Personal information
- Full name: Maciel Lima Barbosa da Cunha
- Date of birth: 29 November 1978 (age 47)
- Place of birth: Caxias, Brazil
- Height: 1.72 m (5 ft 8 in)
- Position: Forward

Youth career
- –1997: Cruzeiro
- 1998: Guarani-MG
- 1999: Capivariano

Senior career*
- Years: Team / Apps / (Gls)
- 1999: Ituano
- 1999: União São João
- 1999: Botafogo-PB
- 2000: Bangu
- 2001: Volta Redonda
- 2001−2004: União Leiria / 72 / (26)
- 2004−2007: Porto / 19 / (3)
- 2005: → Paranaense (loan) / 3 / (0)
- 2005–2006: → União Leiria (loan) / 31 / (5)
- 2006−2007: → Braga (loan) / 19 / (2)
- 2007−2008: União Leiria / 8 / (0)
- 2008−2009: Skoda Xanthi / 4 / (0)
- 2009: Cabofriense / 5 / (0)
- 2009: Angra dos Reis
- 2010: Volta Redonda / 12 / (4)
- 2010−2011: Madureira / 10 / (6)
- 2011: Guarany Sobral / 3 / (0)
- 2012: Madureira / 0 / (0)
- 2012: Volta Redonda / 7 / (0)
- 2013: Grêmio Osasco / 4 / (0)
- 2013: Madureira / 3 / (0)
- 2014: Sobradinho
- 2015: Cabofriense

= Maciel (footballer, born 1978) =

Brazilian footballer

Maciel Lima Barbosa da Cunha (born 29 November 1978), known simply as Maciel, is a Brazilian former professional footballer who played as a forward.

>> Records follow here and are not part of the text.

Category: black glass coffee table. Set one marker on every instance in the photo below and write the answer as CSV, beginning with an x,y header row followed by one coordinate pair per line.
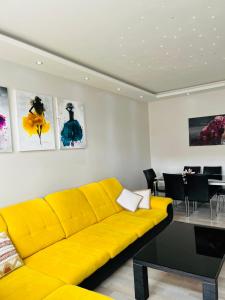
x,y
187,249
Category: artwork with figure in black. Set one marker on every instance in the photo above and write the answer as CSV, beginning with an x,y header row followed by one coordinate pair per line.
x,y
72,129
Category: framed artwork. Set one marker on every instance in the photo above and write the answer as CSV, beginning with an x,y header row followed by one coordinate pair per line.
x,y
207,130
5,129
35,121
72,133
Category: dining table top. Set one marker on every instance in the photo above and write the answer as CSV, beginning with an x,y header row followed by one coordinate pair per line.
x,y
220,182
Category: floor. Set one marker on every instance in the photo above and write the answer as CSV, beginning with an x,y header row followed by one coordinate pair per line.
x,y
162,285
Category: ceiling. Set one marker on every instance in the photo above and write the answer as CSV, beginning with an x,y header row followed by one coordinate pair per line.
x,y
154,45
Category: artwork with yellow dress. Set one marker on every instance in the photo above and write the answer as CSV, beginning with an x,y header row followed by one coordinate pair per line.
x,y
35,121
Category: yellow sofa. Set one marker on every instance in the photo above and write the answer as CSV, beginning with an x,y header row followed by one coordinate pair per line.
x,y
67,236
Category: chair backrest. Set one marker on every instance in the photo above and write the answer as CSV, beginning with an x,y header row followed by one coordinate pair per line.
x,y
150,177
198,188
196,169
174,186
213,172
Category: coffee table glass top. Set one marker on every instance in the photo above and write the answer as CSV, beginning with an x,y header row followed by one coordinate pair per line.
x,y
193,249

He spent the vast majority of his professional career in Portugal, amassing Primeira Liga totals of 149 games and 36 goals over the course of seven seasons, mostly for União de Leiria (five years). He also had spells in the country with Porto and Braga.

==Career==
Maciel was born in Caxias do Sul, Rio Grande do Sul. After beginning professionally with modest Bangu Atlético Clube and Volta Redonda Futebol Clube, he moved to Portugal in the 2001 summer, signing with U.D. Leiria and impressing well enough (22 goals in two full seasons) to eventually draw attention from Primeira Liga club Porto, which purchased the player in the 2004 January transfer window.

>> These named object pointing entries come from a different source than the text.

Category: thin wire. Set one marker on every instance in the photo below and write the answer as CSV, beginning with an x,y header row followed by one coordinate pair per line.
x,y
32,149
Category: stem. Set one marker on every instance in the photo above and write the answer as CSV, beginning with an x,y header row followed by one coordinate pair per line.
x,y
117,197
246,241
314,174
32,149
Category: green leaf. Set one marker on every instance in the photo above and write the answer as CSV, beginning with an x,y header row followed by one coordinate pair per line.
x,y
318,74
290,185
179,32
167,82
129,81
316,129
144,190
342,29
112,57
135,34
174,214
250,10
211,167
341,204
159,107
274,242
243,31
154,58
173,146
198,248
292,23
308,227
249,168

Maciel contributed significantly to the team's domestic supremacy renewal, appearing in 18 games and scoring three times. He could not participate, however, in its victorious campaign in the UEFA Champions League, being cup-tied for having played with Leiria in the season's UEFA Cup.

Under contract with Porto until the 2007 summer, Maciel would only appear twice in competitive matches until the end of his link, one of them a 1–1 home draw against former side Leiria in September 2004. He would be loaned in quick succession Clube Atlético Paranaense, Leiria and S.C. Braga, amassing a further 50 appearances with eight goals in Portugal's top level for the latter two. Subsequently, he signed permanently for Leiria, producing a disastrous campaign at all levels – only eight matches, no goals and club relegation, as last.

After nearly seven consecutive years in the same nation, Maciel left for Skoda Xanthi in Greece, in another unassuming spell. He then returned to his Brazil with lowly Associação Desportiva Cabofriense and Angra dos Reis Esporte Clube; in January 2010 he rejoined his very first professional club Volta Redonda, netting twice in his first three matches in the Campeonato Carioca.

Maciel played the remainder of his career in his country's lower leagues, including several spells with Madureira Esporte Clube.

==Personal life==
Maciel is father os the also footballer Mateus Cunha.